Share your dilemmas and get honest opinions from other Mumsnetters.

School calling children piglets?

370 replies

GoToSleepBabyPlease · 03/04/2021 18:37

Came across this on another thread but felt discussing it there would constitute a derail, so bringing it up here.

On a school website (link below):

'To make table manners fun at Hanford we have devised the ‘Manners Table’, a ranking system of eleven different levels with ‘Piglet’ at the bottom and ‘Royal Guest’ at the top. Each level has a different name to describe the behaviour, for example, a messy eater will be a ‘Panda’ or even ‘Cave Lady’ whereas those girls who have mastered dining rather than merely eating will be a ‘Favourite Auntie’ or ‘Best Granny’. When new girls join they start somewhere in the middle with the aim of working their way up as quickly as possible. If they should become a ‘Royal Guest’ they are allowed to bring their own jam to breakfast. Every Friday after lunch, Miss Morrey reads out the week’s manners rankings. If a girl is moved up then they are given a sweet while others may be warned or some even moved down.

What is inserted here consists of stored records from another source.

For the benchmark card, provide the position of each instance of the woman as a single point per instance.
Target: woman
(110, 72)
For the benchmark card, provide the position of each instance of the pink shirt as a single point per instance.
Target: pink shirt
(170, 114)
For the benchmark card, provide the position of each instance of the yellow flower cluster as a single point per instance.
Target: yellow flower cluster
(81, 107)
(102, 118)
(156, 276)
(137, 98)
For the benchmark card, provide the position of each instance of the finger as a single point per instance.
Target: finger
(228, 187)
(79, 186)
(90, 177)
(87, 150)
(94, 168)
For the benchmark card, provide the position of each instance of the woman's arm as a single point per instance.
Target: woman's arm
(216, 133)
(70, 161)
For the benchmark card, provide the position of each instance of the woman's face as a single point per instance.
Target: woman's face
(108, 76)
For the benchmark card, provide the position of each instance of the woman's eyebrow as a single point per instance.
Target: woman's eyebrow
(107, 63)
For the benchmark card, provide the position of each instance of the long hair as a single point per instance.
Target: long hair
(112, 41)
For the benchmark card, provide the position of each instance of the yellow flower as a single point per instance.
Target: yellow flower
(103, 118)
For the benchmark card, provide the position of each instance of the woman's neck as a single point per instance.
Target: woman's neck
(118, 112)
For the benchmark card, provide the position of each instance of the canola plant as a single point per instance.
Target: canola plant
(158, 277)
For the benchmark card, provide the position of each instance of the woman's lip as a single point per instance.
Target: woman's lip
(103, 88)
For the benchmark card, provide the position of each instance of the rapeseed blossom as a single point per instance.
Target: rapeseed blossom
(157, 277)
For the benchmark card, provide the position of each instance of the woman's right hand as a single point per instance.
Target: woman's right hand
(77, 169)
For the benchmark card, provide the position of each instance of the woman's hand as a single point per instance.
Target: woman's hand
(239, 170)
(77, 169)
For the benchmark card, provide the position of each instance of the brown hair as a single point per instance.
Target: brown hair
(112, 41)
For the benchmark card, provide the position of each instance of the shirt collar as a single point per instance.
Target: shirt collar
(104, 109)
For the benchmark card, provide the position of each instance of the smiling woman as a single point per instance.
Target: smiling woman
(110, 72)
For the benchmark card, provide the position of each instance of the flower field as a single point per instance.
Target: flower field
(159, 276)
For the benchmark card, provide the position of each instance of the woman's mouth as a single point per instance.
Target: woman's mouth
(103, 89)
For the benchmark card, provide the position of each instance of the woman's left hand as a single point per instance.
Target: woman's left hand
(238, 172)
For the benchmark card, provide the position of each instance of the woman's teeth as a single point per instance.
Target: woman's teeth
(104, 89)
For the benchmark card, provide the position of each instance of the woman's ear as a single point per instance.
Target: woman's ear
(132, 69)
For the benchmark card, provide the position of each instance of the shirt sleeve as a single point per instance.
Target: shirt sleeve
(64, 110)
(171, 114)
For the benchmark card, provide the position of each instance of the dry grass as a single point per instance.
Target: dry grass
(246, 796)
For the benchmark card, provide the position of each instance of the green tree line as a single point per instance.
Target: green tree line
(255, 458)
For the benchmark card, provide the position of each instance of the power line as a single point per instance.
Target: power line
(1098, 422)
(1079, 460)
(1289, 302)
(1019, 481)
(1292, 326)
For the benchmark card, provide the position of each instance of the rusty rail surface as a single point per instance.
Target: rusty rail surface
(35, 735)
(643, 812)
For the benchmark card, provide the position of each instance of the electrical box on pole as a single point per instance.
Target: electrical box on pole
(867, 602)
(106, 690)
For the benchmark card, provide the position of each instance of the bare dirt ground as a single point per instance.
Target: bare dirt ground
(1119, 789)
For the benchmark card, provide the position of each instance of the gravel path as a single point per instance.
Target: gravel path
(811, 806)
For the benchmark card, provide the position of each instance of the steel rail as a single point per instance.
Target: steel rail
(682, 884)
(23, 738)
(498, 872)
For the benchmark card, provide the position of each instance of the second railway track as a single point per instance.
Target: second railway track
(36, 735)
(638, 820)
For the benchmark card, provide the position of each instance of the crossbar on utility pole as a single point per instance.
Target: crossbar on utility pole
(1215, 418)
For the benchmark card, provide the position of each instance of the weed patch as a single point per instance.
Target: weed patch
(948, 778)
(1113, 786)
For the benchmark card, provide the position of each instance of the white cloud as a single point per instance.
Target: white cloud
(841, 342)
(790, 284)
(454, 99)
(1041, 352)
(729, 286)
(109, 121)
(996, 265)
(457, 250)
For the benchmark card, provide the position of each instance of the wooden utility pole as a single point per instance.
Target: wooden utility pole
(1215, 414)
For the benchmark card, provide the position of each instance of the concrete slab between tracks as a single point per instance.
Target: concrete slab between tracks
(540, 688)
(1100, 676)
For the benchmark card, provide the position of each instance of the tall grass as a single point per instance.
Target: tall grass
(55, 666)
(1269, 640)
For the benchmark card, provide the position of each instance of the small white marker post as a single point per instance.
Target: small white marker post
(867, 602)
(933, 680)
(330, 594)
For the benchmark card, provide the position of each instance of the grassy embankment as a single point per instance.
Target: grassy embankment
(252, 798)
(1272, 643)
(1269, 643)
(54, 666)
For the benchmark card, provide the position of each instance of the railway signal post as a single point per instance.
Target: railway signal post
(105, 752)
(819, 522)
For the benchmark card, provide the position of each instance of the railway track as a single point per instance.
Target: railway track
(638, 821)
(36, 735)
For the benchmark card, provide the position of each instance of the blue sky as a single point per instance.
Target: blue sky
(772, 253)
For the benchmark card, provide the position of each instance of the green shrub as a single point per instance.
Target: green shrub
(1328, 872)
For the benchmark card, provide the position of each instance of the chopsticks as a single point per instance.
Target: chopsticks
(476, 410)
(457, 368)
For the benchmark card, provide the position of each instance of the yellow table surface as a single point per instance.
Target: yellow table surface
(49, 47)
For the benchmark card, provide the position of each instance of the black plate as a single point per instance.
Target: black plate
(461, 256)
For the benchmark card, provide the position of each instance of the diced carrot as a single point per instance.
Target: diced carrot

  1. Royal Guest (allowed to bring their own jam or other spread and can also move people up and down)
  2. Best Granny (allowed to move people up and down in manners)
  3. Favourite Aunty
  4. Primrose
  5. Panda
  6. Cat (can go to Tuck Shop on Sunday)
  7. Squirrel
  8. Hyena
  9. Boa Constrictor
  10. Cave Lady
10. Piglet'

AIBU to think that referring to children as piglets doesn't exactly model good manners?

hanfordschool.co.uk/wellbeing/manners/

OP posts:
littleredberries · 05/04/2021 17:49

This would have me straight to the head's office. No no no.

NotDonna · 05/04/2021 17:50

@randomer What a bizarre comment! Why on earth would they need to be ‘doing unsavoury things’? Are you suggesting working at a burger place unsavoury too? Why can’t people work where they want? I’m very confused by your comment.

randomer · 05/04/2021 18:06

Some are artists, some writers, some doctors, vets, lawyers, farmers, musicians, scientists and more

No burger flippers then?

Puffykins · 05/04/2021 18:09

@randomer there might be. I don't know! I worked at Costa Coffee while at university, there was no burger flipping but a lot of milk frothing - does that count?

Cinderellashoes · 05/04/2021 18:10

This is weird at best, cruel at worst. Some kids just are messy eaters, so what? Doesn’t mean they have bad manners. It’s also a totally stupid way to allow bullies. Other girls move others up and down the list? What the actual?

SallySycamore · 05/04/2021 18:20

I'm not associated with this school, but when I think of particular traditions at schools I attended and worked at they would sound absolutely bonkers written down.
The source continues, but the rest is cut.